According to the Court, "the wheels of termination had already been put into motion before Gipson requested leave." A reasonable jury "could not conclude that it was Gipson's request for a medical pass, rather than Gipson's continuing insubordination, that provoked his firing."

Mr. Bosland Comments: Invoking FMLA leave does not protect an employee from unrelated discipline that is already in the pipeline. Note that the court considered the discipline to be in the pipeline even though formal discipline had not been proposed or issued. Rather, the court focused on whether the discipline would have occurred regardless of the employee's request for FMLA leave. In practice, the employer can demonstrate that it would have issued discipline notwithstanding the exercise of FMLA rights based on conduct that pre-dated the employee's invoking the need for FMLA leave.

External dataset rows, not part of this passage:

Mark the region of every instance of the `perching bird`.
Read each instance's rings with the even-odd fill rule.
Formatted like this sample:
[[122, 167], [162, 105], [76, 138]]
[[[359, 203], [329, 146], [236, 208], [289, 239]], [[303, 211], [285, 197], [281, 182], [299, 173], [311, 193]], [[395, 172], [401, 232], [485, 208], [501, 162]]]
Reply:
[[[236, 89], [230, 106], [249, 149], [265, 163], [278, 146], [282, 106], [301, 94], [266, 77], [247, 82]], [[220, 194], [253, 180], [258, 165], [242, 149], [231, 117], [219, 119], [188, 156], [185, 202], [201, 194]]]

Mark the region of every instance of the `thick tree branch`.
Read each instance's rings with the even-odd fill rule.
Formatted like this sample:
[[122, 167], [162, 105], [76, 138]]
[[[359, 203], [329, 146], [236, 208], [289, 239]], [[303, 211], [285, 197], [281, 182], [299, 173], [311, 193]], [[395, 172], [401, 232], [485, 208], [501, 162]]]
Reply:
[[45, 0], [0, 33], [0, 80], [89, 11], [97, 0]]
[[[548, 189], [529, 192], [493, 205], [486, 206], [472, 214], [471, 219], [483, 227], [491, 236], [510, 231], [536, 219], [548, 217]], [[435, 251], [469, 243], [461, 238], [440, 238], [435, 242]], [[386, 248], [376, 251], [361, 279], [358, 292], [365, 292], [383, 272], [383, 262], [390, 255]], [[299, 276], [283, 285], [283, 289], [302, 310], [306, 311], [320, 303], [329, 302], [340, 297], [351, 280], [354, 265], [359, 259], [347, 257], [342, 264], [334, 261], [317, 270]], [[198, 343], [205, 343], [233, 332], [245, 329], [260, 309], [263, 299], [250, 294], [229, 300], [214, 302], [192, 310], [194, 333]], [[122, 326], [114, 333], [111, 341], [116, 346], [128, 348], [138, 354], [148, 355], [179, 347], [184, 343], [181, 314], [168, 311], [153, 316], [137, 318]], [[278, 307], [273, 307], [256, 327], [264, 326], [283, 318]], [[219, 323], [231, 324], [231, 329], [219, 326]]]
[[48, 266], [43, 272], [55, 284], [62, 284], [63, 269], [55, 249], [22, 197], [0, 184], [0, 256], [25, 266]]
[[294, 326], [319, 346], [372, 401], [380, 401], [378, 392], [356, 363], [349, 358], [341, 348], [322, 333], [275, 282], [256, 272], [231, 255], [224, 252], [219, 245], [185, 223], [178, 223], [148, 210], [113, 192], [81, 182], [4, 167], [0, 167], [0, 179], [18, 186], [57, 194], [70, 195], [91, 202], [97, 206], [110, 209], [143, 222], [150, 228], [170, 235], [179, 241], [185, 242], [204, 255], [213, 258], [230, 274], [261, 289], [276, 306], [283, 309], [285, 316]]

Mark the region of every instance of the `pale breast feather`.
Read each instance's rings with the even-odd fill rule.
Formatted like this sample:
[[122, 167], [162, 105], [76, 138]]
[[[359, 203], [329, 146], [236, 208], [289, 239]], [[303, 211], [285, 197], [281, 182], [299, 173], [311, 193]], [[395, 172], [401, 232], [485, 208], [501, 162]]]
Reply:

Of course, by opportunistically invoking the FMLA, Gipson forced his employer to to go through the great time and expense of litigating the case before both an arbitrator and through the courts. Many employers would look to settle such a case. While that might not guarantee that Gipson would return to his job, a settlement to avoid the substantial expense of litigation might have allowed Gipson to resign with a neutral recommendation, and with a few dollars in his pocket.